Uvalde Consolidated Independent School District officials suspended the principal of Robb Elementary School two months after the mass shooting that left 19 students and two teachers dead. Reports indicate school employees ignored many safety protocols that could have prevented the shooter from gaining access to the school and the classroom where the slaughter took place.
Uvalde School District Superintendent Hal Harrell and an attorney for Robb Elementary School Principal Mandy Gutierrez told Fox News the district placed the principal on paid administrative leave on Monday. Gutierrez is the second school employee to be placed on leave — Police Chief Pete Arredondo was the first.
In a 77-page investigative report released by the Texas House of Representatives, the committee reported “systematic failures and egregiously poor decision making” that contributed to the deaths of 21 people on May 24, Breitbart Texas reported.
Fox News cited the report with the following:
“The school’s five-foot tall exterior fence was inadequate to meaningfully impede an intruder. While the school had adopted security policies to lock exterior doors and internal classroom doors, there was a regrettable culture of noncompliance by school personnel who frequently propped doors open and deliberately circumvented locks,” according to the report. “At a minimum, school administrators and school district police tacitly condoned this behavior as they were aware of these unsafe practices and did not treat them as serious infractions requiring immediate correction.”
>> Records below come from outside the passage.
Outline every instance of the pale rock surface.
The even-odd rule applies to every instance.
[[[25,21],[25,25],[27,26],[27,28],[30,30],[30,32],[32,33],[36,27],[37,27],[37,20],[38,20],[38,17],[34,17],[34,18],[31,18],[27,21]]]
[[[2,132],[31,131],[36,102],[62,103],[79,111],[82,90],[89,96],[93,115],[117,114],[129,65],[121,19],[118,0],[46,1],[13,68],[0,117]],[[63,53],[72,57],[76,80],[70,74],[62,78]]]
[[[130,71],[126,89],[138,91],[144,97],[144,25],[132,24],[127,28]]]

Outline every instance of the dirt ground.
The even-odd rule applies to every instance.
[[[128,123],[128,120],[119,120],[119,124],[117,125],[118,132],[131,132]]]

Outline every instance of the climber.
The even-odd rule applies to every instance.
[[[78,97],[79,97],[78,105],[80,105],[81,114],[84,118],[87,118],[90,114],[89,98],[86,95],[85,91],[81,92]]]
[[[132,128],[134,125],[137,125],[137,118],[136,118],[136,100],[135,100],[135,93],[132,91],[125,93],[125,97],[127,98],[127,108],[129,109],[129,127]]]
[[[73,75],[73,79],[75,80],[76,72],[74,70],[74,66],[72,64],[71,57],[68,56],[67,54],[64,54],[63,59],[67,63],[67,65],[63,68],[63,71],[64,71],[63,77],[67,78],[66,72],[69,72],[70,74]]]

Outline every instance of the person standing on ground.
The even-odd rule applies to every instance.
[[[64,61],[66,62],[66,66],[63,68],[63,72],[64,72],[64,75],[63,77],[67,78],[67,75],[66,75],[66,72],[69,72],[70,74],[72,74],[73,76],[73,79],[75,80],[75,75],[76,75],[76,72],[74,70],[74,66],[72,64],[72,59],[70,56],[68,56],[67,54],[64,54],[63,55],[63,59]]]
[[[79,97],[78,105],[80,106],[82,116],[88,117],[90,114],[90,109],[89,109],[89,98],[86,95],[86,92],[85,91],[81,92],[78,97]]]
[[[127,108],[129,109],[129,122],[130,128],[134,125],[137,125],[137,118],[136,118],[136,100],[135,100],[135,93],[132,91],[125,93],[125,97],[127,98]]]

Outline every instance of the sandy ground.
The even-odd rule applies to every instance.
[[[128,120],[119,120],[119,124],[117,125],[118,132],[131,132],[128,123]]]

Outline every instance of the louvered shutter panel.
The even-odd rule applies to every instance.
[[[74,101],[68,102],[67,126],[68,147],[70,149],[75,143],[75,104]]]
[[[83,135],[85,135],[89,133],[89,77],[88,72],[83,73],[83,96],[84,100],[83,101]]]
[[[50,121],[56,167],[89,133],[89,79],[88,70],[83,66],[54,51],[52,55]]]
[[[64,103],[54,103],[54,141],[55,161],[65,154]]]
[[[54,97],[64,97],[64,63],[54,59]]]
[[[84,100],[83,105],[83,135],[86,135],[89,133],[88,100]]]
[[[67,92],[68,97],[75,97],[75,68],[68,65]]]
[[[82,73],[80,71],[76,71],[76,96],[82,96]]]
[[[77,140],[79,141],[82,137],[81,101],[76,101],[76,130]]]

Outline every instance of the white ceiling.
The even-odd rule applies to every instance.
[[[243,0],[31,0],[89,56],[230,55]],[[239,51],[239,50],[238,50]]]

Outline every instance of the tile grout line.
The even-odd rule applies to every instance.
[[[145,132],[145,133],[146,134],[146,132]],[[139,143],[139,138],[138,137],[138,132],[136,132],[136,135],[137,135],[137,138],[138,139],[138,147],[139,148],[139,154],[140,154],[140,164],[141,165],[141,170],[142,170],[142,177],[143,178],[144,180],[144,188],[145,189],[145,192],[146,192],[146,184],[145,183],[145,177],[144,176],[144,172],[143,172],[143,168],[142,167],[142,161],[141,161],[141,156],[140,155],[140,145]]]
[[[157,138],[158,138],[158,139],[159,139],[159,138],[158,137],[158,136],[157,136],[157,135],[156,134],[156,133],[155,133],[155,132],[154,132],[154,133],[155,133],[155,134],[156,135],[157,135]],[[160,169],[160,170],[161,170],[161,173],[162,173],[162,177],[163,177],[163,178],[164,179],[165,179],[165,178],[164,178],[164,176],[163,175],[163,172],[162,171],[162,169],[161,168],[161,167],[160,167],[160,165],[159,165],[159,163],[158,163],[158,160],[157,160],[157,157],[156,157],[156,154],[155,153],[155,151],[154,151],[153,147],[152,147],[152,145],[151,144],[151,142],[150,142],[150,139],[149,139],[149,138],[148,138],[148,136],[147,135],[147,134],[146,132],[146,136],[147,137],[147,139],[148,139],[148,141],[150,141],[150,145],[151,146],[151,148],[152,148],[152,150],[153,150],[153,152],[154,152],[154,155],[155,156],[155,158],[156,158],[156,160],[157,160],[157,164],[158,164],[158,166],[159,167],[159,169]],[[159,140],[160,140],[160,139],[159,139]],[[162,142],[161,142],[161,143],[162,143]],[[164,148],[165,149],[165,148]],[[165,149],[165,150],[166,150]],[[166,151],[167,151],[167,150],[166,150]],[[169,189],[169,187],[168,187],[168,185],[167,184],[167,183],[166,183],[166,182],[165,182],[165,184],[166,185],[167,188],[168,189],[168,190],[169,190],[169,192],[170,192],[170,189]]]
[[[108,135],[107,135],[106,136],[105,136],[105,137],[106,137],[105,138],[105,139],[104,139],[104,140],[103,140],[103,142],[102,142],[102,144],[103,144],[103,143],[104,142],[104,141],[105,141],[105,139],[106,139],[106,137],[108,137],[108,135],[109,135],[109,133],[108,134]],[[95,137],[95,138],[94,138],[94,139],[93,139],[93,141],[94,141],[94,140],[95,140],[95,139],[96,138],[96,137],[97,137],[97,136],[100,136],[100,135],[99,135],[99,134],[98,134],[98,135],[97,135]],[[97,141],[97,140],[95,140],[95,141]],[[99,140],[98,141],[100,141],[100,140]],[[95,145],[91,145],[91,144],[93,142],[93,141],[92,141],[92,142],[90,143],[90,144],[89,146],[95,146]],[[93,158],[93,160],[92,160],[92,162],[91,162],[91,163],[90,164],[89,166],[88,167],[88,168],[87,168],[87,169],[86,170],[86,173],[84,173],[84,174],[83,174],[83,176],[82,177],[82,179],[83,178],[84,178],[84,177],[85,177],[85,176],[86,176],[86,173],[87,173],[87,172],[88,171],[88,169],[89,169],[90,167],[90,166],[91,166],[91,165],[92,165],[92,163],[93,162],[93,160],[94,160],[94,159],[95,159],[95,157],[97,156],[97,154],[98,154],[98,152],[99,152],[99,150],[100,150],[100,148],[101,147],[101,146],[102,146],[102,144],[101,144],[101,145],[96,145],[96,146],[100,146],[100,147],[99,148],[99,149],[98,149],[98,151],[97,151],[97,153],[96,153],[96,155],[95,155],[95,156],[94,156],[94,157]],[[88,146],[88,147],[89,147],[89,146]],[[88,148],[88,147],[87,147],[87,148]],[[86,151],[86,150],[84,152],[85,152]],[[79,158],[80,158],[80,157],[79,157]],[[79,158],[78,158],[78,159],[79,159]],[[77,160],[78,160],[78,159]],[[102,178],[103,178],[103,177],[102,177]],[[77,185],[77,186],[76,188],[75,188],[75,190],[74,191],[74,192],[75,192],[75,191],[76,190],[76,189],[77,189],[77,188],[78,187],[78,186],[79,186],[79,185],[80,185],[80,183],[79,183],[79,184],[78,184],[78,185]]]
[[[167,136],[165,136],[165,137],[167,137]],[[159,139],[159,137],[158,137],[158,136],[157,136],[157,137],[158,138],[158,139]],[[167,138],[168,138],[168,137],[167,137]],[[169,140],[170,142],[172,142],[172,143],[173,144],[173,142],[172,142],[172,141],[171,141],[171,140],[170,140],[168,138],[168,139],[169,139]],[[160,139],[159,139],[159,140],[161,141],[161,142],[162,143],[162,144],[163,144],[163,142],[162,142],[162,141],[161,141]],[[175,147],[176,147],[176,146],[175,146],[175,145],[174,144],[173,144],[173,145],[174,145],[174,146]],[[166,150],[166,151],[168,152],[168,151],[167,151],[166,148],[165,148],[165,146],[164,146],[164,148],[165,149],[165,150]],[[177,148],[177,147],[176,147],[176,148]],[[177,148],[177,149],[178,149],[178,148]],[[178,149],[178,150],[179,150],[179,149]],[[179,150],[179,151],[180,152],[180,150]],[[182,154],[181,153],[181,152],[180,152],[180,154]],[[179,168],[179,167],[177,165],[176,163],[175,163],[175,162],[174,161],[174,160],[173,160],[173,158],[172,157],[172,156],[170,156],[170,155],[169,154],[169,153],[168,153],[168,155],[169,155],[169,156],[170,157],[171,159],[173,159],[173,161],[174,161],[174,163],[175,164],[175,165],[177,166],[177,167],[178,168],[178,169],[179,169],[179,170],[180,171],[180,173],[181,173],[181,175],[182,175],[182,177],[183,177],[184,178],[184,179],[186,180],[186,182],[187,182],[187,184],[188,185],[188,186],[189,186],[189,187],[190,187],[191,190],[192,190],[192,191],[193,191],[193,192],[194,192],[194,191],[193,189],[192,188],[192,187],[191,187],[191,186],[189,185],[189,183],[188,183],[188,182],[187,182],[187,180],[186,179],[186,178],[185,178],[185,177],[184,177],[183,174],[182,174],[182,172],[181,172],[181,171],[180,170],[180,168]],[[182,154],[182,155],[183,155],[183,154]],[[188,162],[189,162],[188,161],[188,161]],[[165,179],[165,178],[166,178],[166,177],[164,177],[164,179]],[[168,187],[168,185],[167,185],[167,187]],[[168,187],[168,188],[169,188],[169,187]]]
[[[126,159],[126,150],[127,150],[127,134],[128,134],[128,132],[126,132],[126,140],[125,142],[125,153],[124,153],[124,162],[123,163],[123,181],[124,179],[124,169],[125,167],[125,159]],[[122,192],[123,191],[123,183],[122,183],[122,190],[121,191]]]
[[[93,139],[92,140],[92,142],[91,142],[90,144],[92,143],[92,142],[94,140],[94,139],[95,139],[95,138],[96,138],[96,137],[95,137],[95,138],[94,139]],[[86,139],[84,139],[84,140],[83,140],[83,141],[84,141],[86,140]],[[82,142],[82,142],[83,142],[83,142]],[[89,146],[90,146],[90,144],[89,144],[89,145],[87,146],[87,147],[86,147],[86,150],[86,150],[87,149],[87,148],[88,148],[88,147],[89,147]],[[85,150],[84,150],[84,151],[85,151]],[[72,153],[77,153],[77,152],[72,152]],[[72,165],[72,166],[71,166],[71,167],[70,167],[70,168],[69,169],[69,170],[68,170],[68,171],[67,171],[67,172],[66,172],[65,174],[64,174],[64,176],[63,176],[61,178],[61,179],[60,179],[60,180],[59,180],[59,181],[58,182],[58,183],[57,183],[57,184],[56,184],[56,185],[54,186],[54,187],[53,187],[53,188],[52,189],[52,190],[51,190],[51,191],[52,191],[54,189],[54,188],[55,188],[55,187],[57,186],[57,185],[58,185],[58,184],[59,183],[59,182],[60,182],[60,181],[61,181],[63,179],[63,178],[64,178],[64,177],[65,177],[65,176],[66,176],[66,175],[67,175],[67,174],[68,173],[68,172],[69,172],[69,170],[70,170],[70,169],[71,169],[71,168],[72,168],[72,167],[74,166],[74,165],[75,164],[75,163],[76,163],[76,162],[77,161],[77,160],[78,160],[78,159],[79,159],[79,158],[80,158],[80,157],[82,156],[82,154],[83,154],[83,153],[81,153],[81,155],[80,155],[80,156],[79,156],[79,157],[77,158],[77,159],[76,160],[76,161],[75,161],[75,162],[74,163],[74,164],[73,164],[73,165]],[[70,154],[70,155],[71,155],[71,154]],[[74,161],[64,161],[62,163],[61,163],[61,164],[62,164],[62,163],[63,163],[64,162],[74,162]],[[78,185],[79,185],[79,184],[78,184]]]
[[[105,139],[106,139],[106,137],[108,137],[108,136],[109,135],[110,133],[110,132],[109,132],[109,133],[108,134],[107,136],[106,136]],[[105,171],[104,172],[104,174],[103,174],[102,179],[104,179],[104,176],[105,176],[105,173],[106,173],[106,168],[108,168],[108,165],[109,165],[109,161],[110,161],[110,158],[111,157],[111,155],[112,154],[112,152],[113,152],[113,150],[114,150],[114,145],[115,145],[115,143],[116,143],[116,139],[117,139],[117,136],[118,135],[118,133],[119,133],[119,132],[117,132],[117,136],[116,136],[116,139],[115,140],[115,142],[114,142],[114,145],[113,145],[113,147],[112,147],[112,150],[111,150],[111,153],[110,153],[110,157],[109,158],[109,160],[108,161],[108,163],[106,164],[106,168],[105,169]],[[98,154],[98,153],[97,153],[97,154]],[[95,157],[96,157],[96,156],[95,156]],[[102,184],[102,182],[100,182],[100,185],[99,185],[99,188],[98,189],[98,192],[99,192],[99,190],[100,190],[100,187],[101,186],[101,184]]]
“In fact, the school actually suggested circumventing the locks as a solution for the convenience of substitute teachers and others who lacked their own keys,” the report added.
Fox News added that Principal Gutierrez and her assistant principal knew about the problems regarding the inability to lock the classroom door due to the maintenance issue at about the time of Spring Break. The report states a work order was never filed to have the lock repaired.
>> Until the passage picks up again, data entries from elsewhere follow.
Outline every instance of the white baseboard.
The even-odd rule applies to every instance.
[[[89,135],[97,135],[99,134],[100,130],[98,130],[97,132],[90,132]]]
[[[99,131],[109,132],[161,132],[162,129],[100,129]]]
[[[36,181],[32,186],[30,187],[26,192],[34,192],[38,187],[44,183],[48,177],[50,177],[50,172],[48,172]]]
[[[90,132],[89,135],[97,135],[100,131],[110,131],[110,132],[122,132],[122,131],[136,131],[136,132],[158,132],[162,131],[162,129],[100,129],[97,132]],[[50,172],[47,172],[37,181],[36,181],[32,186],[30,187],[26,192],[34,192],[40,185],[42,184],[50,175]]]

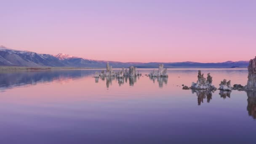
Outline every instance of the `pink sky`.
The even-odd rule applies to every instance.
[[[255,0],[11,0],[1,5],[0,45],[13,49],[124,62],[256,56]]]

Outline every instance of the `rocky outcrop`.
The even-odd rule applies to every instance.
[[[129,73],[128,74],[129,77],[135,77],[141,75],[141,74],[139,73],[139,70],[137,70],[137,68],[132,66],[129,67]]]
[[[156,80],[158,83],[159,88],[163,88],[164,84],[167,85],[168,83],[168,77],[149,77],[149,80],[153,81],[154,83],[155,83]]]
[[[133,66],[130,67],[128,71],[127,69],[125,69],[124,68],[123,68],[121,70],[120,70],[116,73],[112,69],[112,67],[109,65],[108,62],[107,63],[106,69],[106,71],[102,70],[100,74],[96,72],[94,77],[116,77],[117,78],[123,78],[125,77],[135,77],[141,75],[141,74],[139,73],[139,70],[137,70],[137,68]]]
[[[191,88],[197,90],[214,90],[216,89],[214,85],[212,85],[212,77],[210,73],[207,74],[207,79],[203,76],[200,70],[198,71],[197,81],[196,83],[192,82]]]
[[[248,99],[247,111],[248,115],[256,119],[256,92],[248,91],[246,92]]]
[[[106,70],[105,72],[104,70],[101,71],[101,72],[99,75],[99,76],[101,77],[112,77],[115,76],[116,75],[116,74],[112,69],[112,67],[109,66],[109,62],[107,63],[106,66]]]
[[[158,70],[153,69],[153,71],[149,74],[149,77],[168,77],[167,69],[164,69],[163,64],[159,64]]]
[[[200,105],[201,104],[203,103],[203,99],[207,98],[207,102],[209,103],[210,101],[212,99],[212,93],[214,92],[214,90],[198,90],[192,89],[192,93],[196,93],[197,96],[197,103],[198,105]]]
[[[228,81],[227,80],[224,79],[223,81],[221,82],[219,84],[219,90],[224,91],[231,91],[232,90],[232,88],[230,85],[230,80]]]
[[[94,76],[94,77],[95,78],[99,78],[99,72],[95,72],[95,75]]]
[[[237,90],[239,91],[245,91],[245,87],[240,84],[235,84],[233,85],[232,90]]]
[[[246,89],[256,91],[256,56],[251,59],[248,66],[248,81]]]
[[[184,90],[189,90],[189,87],[187,85],[184,85],[182,87],[182,89]]]
[[[229,98],[230,98],[230,94],[231,93],[231,91],[220,91],[219,93],[219,94],[221,96],[221,98],[223,98],[223,99],[225,99],[227,96]]]

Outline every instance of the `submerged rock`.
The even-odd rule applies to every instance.
[[[197,81],[196,83],[192,83],[191,89],[197,90],[214,90],[216,89],[214,85],[212,85],[212,77],[210,75],[210,73],[207,74],[207,79],[203,76],[203,74],[202,74],[200,70],[198,71],[197,75]]]
[[[115,73],[112,69],[112,67],[109,66],[109,64],[108,62],[107,63],[107,65],[106,67],[106,72],[104,70],[101,71],[101,72],[100,75],[101,77],[112,77],[115,76],[116,75]]]
[[[95,78],[99,78],[99,77],[100,74],[98,72],[95,72],[95,75],[94,75],[94,77]]]
[[[214,90],[210,91],[208,90],[192,90],[192,93],[196,93],[197,94],[198,105],[200,105],[201,103],[203,103],[203,99],[205,98],[207,99],[207,102],[209,103],[210,101],[212,99],[212,93],[214,92]]]
[[[219,94],[221,96],[221,98],[223,98],[224,99],[225,99],[227,98],[227,96],[230,98],[231,93],[231,91],[230,91],[221,90],[220,91]]]
[[[248,91],[247,111],[248,115],[256,119],[256,91]]]
[[[189,90],[189,87],[187,85],[185,85],[183,87],[182,87],[182,89],[184,90]]]
[[[158,70],[154,69],[153,71],[149,74],[150,77],[168,77],[167,69],[164,69],[163,64],[159,64]]]
[[[246,89],[256,91],[256,56],[251,59],[248,66],[248,81]]]
[[[128,76],[135,77],[141,75],[141,74],[139,73],[139,70],[137,70],[137,68],[134,67],[132,66],[129,67]]]
[[[240,84],[235,84],[233,85],[232,90],[238,90],[239,91],[245,91],[245,87]]]
[[[231,91],[232,90],[232,88],[230,85],[230,80],[227,81],[227,80],[224,79],[223,81],[221,82],[219,84],[219,90],[225,91]]]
Texas State Representatives Dustin Burrows (R-Lubbock) and Joe Moody (D-El Paso) along with former Texas Supreme Court Justice Eva Guzman led the investigation and released the 77-page report on July 17 in Uvalde.
In addition to the law enforcement response, the report details the actions of school officials that contributed to the shooter being able to easily access the building and the classroom. It also goes into the background of the shooter and indications of his potential to carry out the attack on May 24.
During testimony from Texas Department of Public Safety Director Steve McCraw before the Texas Senate in June, the director stated that the south and west doors were placed into an unlocked setting, State Senator Paul Bettencourt (R-Houston) told Breitbart Texas. The doors were routinely left unlocked in direct violation of the Uvalde Consolidated Independent School District’s school safety directive, he related.
The director also testified that the door to classroom 112 (one of two classrooms where the shooting took place) could not be locked because the steel plate on the frame did not line up with the door’s bolt mechanism. DPS investigators verified that teacher Arnulfo Reyes previously reported the maintenance issue.
In addition to the unlocked and unlockable doors, Senator Bettencourt told Breitbart that there are multiple breaches in the fencing. Instead of repairing the gaps, the district strung rope. The fence is also only four feet tall–allowing the shooter to easily enter the school perimeter.
The Uvalde School Preventative Security Measures policy document states:
11: PERIMETER FENCING – Dalton, Anthon, and Robb have fencing that encloses the campus is designed to limit and/or restrict access to individuals without a need to be on the campus.
17: LOCKED CLASSROOM DOOR POLICY – Teachers are instructed to keep their classroom doors closed and locked at all times. Barriers are not to be used.
Principal Gutierres is the first non-law enforcement school official to face suspension following the May shooting at Robb Elementary School.
The Texas House report also stated that Gutierrez failed to use the school’s intercom system to initiate a lockdown and warning as the shooting began outside the building. She attempted to initiate the lockdown through a school district app but a bad Wi-Fi signal prevented this safety measure.